La violenza economica tra le espressioni discriminatorie contro le donne è la più subdola e nascosta. Purtroppo è anche la più diffusa. Consapevoli dell’importanza dell’argomento e determinate a sviscerarne gli aspetti più reconditi, due associazioni ferraresi – Cds (Centro Documentazione Studi) Cultura Odv, un’organizzazione di volontariato a vocazione di studio e ricerca prevalentemente in ambito socio-economico, e Centro Donna Giustizia, un Centro Antiviolenza da sempre impegnato nella prevenzione e nel contrasto alle violenze sulle donne – hanno deciso di onorare la Giornata Internazionale per l’eliminazione della violenza contro le donne dello scorso 25 novembre condividendo un comune impegno progettuale dedicato alla violenza economica. Tale impegno si è concretizzato in un percorso complesso svoltosi tra novembre 2020 e febbraio 2021 e composto da cinque incontri tematici, un convegno e quattro interviste a esponenti del ferrarese e realtà territoriali limitrofe. Il progetto ha avuto i patrocini di ASviS, Comune e Provincia di Ferrara e Regione Emilia-Romagna.

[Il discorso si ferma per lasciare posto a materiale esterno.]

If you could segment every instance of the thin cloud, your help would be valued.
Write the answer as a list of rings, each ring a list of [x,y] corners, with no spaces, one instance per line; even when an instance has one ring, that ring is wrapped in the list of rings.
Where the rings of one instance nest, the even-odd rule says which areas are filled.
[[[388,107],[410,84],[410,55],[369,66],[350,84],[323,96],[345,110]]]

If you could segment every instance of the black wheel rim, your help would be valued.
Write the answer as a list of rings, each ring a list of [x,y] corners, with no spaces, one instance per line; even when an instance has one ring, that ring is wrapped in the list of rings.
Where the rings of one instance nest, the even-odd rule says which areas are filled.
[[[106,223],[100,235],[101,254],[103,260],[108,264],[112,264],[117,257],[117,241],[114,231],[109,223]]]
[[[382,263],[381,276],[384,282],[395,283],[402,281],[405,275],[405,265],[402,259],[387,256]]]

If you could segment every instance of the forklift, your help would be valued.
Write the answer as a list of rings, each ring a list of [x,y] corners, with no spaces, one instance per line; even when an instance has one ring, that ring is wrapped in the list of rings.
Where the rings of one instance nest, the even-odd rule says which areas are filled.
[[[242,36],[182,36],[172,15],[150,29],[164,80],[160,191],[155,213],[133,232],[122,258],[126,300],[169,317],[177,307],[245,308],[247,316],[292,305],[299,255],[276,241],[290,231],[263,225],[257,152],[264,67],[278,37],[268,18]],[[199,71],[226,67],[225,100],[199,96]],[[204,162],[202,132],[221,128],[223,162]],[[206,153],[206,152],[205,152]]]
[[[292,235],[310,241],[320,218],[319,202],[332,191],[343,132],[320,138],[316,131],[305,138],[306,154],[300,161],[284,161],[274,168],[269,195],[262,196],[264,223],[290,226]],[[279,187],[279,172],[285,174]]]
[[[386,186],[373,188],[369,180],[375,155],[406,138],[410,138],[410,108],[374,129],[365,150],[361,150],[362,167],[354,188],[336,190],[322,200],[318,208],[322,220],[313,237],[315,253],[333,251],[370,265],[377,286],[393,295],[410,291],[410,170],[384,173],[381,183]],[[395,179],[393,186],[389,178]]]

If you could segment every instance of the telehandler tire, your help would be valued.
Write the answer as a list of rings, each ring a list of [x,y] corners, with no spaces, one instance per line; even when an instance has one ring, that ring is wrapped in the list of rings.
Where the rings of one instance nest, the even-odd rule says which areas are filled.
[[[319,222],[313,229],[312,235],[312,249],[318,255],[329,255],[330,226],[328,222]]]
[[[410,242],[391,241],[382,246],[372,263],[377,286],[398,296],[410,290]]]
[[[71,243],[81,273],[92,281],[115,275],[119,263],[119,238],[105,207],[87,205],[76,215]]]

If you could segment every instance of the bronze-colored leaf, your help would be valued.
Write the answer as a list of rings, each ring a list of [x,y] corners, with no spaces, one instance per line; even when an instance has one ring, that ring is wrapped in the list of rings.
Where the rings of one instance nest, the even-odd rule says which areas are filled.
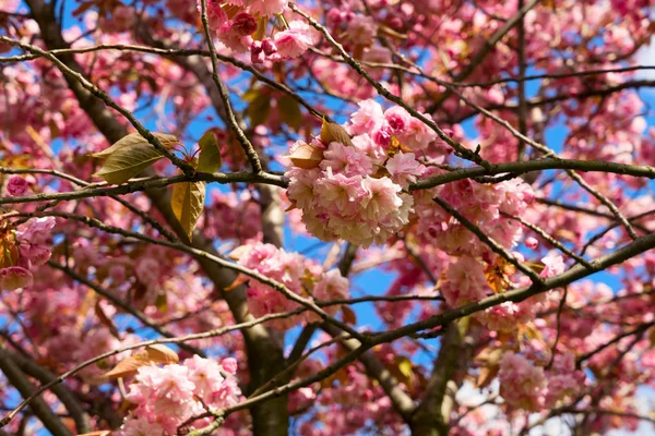
[[[248,106],[246,112],[248,113],[248,118],[250,118],[252,126],[265,123],[269,119],[269,113],[271,113],[271,96],[259,93]]]
[[[476,380],[476,387],[486,388],[491,384],[493,378],[498,375],[500,367],[498,365],[489,365],[480,368],[480,374]]]
[[[289,159],[296,167],[310,170],[318,167],[323,160],[323,148],[312,144],[302,144],[291,153]]]
[[[167,148],[167,149],[170,149],[176,144],[180,143],[180,141],[177,138],[176,135],[169,135],[169,134],[166,134],[166,133],[156,133],[156,132],[153,132],[153,136],[155,136],[157,140],[159,140],[159,142],[162,143],[162,145],[165,148]],[[94,154],[92,154],[90,156],[99,157],[99,158],[106,158],[106,157],[109,157],[112,153],[118,152],[121,148],[129,147],[129,146],[135,146],[135,145],[139,145],[139,144],[150,144],[150,143],[147,142],[147,140],[145,137],[141,136],[139,133],[130,133],[129,135],[127,135],[127,136],[120,138],[119,141],[117,141],[110,147],[105,148],[102,152],[94,153]]]
[[[179,363],[180,356],[175,351],[160,343],[154,343],[145,348],[145,353],[151,362],[155,363]]]
[[[348,132],[337,123],[330,123],[323,120],[323,128],[321,129],[321,141],[325,145],[330,143],[341,143],[343,145],[353,145],[350,135]]]
[[[195,223],[202,215],[204,198],[204,182],[183,182],[172,186],[170,207],[189,240],[191,240]]]
[[[145,350],[132,354],[128,359],[123,359],[114,367],[114,370],[103,374],[105,378],[123,378],[136,374],[141,366],[150,365],[151,363],[171,364],[178,363],[180,358],[175,351],[166,346],[153,344],[147,346]]]
[[[198,142],[200,155],[198,156],[196,170],[200,172],[216,172],[223,165],[221,158],[221,147],[216,135],[212,131],[207,131]]]
[[[355,312],[348,306],[342,306],[342,311],[344,312],[344,323],[357,324],[357,315]]]
[[[279,120],[298,131],[302,126],[302,112],[296,99],[287,94],[277,99]]]

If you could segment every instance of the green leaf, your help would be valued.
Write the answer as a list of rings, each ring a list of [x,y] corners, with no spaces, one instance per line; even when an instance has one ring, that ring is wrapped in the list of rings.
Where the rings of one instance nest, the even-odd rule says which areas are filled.
[[[94,175],[121,184],[162,159],[162,152],[148,143],[136,143],[112,152]]]
[[[180,143],[180,140],[178,140],[176,135],[153,132],[153,136],[155,136],[157,140],[159,140],[162,145],[167,149],[170,149],[170,148],[172,148],[174,145]],[[130,147],[130,146],[133,147],[133,146],[138,146],[141,144],[151,145],[147,142],[147,140],[145,137],[141,136],[139,133],[131,133],[131,134],[127,135],[126,137],[120,138],[118,142],[116,142],[109,148],[105,148],[104,150],[94,153],[90,156],[105,158],[105,157],[111,156],[111,154],[118,152],[121,148]]]
[[[289,128],[298,131],[302,126],[302,112],[300,105],[289,95],[283,95],[277,99],[277,109],[279,110],[279,120]]]
[[[202,215],[204,197],[204,182],[184,182],[172,186],[170,207],[189,240],[191,240],[198,218]]]
[[[209,131],[198,142],[200,156],[198,157],[198,168],[200,172],[216,172],[221,168],[221,148],[214,132]]]
[[[321,141],[325,145],[331,143],[341,143],[343,145],[353,145],[350,135],[348,132],[337,123],[329,123],[323,120],[323,128],[321,129]]]
[[[271,112],[271,96],[258,94],[248,106],[247,112],[253,126],[263,124]]]

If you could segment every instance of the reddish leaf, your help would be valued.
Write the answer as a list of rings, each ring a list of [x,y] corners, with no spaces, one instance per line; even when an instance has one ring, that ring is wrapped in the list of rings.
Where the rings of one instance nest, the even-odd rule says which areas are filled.
[[[323,149],[315,145],[302,144],[294,150],[289,159],[296,167],[310,170],[318,167],[323,160]]]

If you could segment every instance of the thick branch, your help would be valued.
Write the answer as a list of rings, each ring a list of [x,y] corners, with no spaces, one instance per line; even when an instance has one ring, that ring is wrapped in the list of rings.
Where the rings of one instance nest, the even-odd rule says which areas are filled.
[[[0,370],[23,398],[29,398],[34,393],[34,385],[27,379],[27,376],[21,371],[4,347],[0,348]],[[63,425],[59,416],[50,410],[45,400],[36,398],[29,405],[53,436],[72,436],[72,433]]]

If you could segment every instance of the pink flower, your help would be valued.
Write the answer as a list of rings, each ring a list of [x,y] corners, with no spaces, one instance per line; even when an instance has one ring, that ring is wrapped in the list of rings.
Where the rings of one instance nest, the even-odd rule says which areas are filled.
[[[309,24],[296,20],[289,23],[287,31],[275,34],[277,53],[283,58],[297,58],[314,44],[313,29]]]
[[[27,192],[29,183],[20,175],[12,175],[7,182],[7,193],[12,196],[20,196]]]
[[[202,13],[201,0],[198,1],[198,13]],[[207,20],[210,22],[210,28],[217,29],[223,23],[227,21],[227,14],[221,8],[221,0],[207,0]]]
[[[193,393],[202,399],[221,389],[225,380],[221,365],[212,359],[194,355],[184,361],[184,366],[189,368],[189,380],[194,385]]]
[[[0,269],[0,290],[13,291],[32,284],[32,272],[20,266]]]
[[[239,12],[230,21],[229,31],[239,36],[251,35],[257,31],[257,20],[247,12]]]
[[[541,262],[545,265],[544,270],[539,275],[541,277],[548,278],[548,277],[557,276],[559,274],[562,274],[564,271],[564,269],[567,268],[562,256],[557,254],[557,252],[555,252],[555,251],[548,253],[548,255],[546,255],[546,257],[544,257],[541,259]]]
[[[402,187],[392,182],[391,179],[367,178],[364,186],[369,192],[369,198],[361,207],[365,208],[364,214],[368,219],[377,220],[400,211],[403,199],[398,196],[398,193]]]
[[[372,135],[372,132],[382,126],[384,122],[382,107],[372,99],[359,101],[357,105],[359,106],[359,110],[350,116],[350,134],[360,135],[368,133]]]
[[[275,15],[284,12],[286,0],[243,0],[245,7],[250,7],[250,13],[260,16]]]
[[[428,119],[431,118],[429,114],[425,114],[425,117]],[[397,134],[397,137],[405,147],[413,152],[418,152],[427,148],[430,143],[437,141],[437,133],[419,119],[412,118],[405,130]]]
[[[416,182],[416,178],[426,171],[426,167],[416,160],[414,153],[398,153],[386,161],[386,169],[394,182],[403,187]]]
[[[271,38],[264,38],[262,40],[262,50],[264,50],[264,55],[272,56],[277,52],[277,46]]]
[[[453,307],[484,299],[489,289],[483,265],[473,257],[460,257],[448,268],[445,278],[441,293]]]
[[[20,250],[23,259],[32,267],[45,264],[52,254],[50,249],[40,244],[21,244]]]
[[[546,387],[544,368],[536,367],[522,355],[507,352],[500,360],[500,395],[513,409],[536,412],[544,405]]]
[[[362,179],[361,175],[333,174],[330,167],[326,172],[326,177],[315,182],[313,204],[330,215],[354,219],[369,197],[366,185],[368,179]]]
[[[376,21],[368,15],[355,15],[348,23],[346,32],[348,33],[348,41],[368,46],[372,43],[378,26]]]
[[[313,295],[321,301],[343,300],[349,295],[348,289],[350,283],[347,278],[343,277],[337,269],[332,269],[321,278],[313,289]],[[338,312],[338,306],[326,306],[325,312],[330,315]]]
[[[221,361],[221,366],[223,370],[227,371],[229,374],[237,374],[237,360],[235,358],[227,358]]]
[[[218,28],[218,39],[225,47],[237,53],[247,52],[253,43],[250,35],[241,35],[233,32],[231,22],[224,23]]]
[[[147,436],[147,435],[163,435],[164,428],[156,422],[151,422],[146,417],[133,417],[129,416],[120,431],[119,436]]]
[[[353,177],[369,175],[373,169],[373,162],[365,153],[340,143],[330,144],[323,156],[322,170],[332,168],[335,173]]]
[[[50,230],[55,227],[53,217],[33,218],[19,226],[16,238],[33,244],[45,244],[50,238]]]
[[[136,262],[134,268],[136,277],[142,283],[153,284],[159,282],[162,269],[159,268],[159,262],[152,257],[141,257]]]
[[[539,245],[539,241],[537,241],[536,239],[529,237],[525,240],[525,246],[527,246],[531,250],[535,250],[537,246]]]
[[[412,116],[404,108],[394,106],[384,111],[384,121],[392,132],[403,132],[412,122]]]

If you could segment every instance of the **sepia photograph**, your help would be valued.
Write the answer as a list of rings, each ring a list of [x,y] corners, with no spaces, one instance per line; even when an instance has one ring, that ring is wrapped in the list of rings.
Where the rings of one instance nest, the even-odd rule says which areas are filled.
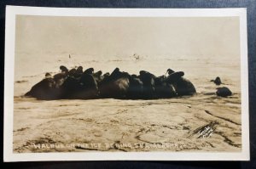
[[[244,8],[9,8],[9,161],[249,160]]]

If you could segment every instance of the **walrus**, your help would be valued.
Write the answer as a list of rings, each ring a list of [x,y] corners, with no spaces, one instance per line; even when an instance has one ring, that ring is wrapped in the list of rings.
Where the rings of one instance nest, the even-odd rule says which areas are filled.
[[[68,72],[68,69],[64,65],[61,65],[60,70],[61,70],[61,72],[65,72],[65,73]]]
[[[215,78],[215,80],[211,80],[211,82],[213,82],[216,85],[220,85],[220,84],[223,84],[222,82],[221,82],[221,80],[220,80],[220,78],[219,78],[219,76],[217,76],[216,78]]]
[[[178,79],[180,79],[183,76],[184,76],[184,72],[183,71],[173,72],[173,73],[170,74],[165,79],[165,82],[166,82],[168,83],[175,82],[177,82]]]
[[[92,75],[93,72],[94,72],[94,69],[91,67],[91,68],[88,68],[87,70],[85,70],[83,74]]]
[[[92,75],[83,75],[81,79],[68,76],[62,85],[64,99],[90,99],[98,97],[98,87]]]
[[[171,75],[172,73],[174,73],[175,71],[171,69],[167,69],[166,73],[168,73],[168,75]]]
[[[61,99],[61,90],[55,87],[54,78],[44,78],[35,84],[25,96],[33,97],[38,99],[51,100]]]
[[[51,76],[51,75],[50,75],[50,73],[45,73],[45,78],[51,78],[52,76]]]
[[[125,99],[129,90],[129,74],[115,68],[110,76],[105,76],[99,85],[100,96]]]
[[[129,88],[129,79],[119,78],[102,83],[99,87],[101,98],[125,99]]]
[[[154,94],[154,78],[156,76],[148,71],[141,70],[140,80],[143,82],[143,99],[152,99]]]
[[[232,95],[232,92],[226,87],[218,87],[216,94],[221,97],[228,97]]]

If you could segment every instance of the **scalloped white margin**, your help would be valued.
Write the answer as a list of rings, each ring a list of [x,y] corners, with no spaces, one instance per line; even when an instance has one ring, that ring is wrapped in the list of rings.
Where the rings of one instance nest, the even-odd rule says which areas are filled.
[[[115,17],[223,17],[240,18],[241,151],[225,152],[85,152],[13,153],[14,68],[15,15]],[[248,70],[247,8],[67,8],[6,7],[4,65],[4,161],[249,161]]]

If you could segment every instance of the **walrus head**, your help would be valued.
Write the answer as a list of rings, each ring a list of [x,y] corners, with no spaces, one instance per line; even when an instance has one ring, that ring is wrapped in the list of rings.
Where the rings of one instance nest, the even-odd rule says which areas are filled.
[[[175,71],[171,69],[167,69],[166,73],[168,73],[168,75],[171,75],[172,73],[174,73]]]
[[[61,72],[65,72],[65,73],[67,73],[67,72],[68,72],[67,68],[65,67],[64,65],[61,65],[61,66],[60,66],[60,70],[61,70]]]

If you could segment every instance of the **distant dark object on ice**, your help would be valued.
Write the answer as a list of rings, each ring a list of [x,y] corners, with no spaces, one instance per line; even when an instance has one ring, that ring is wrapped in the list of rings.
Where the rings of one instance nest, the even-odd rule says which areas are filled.
[[[93,68],[83,71],[83,67],[68,69],[60,66],[61,73],[46,74],[25,95],[38,99],[151,99],[192,95],[196,93],[193,83],[183,77],[184,72],[168,69],[168,76],[156,76],[141,70],[139,75],[130,75],[119,68],[109,74],[94,72]]]
[[[220,85],[220,84],[223,84],[221,82],[221,80],[220,80],[219,76],[217,76],[215,80],[211,80],[211,82],[213,82],[218,86]]]
[[[221,97],[228,97],[232,95],[232,92],[226,87],[218,87],[216,94]]]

All’organizzazione del percorso hanno partecipato anche UDI e CGIL, CISL e UIL.
Gli atti del progetto (disponibili qui) raccontano il contributo di 34 relatrici e relatori in una insolita proposta “multimediale” di fruizione, tra la lettura e l’ascolto, grazie agli inserti audio-video delle registrazioni degli incontri, effettuate sulla piattaforma Zoom e trasmesse in diretta su social e YouTube.
I temi affrontati e l’origine del progetto
Gli ambiti di approfondimento sono stati molteplici: violenza economica in famiglia, nel mondo del lavoro, nella politica, nel sindacato, nella legislazione, nell’accesso al credito, senza trascurare l’aspetto storico e socio-culturale della sua genesi.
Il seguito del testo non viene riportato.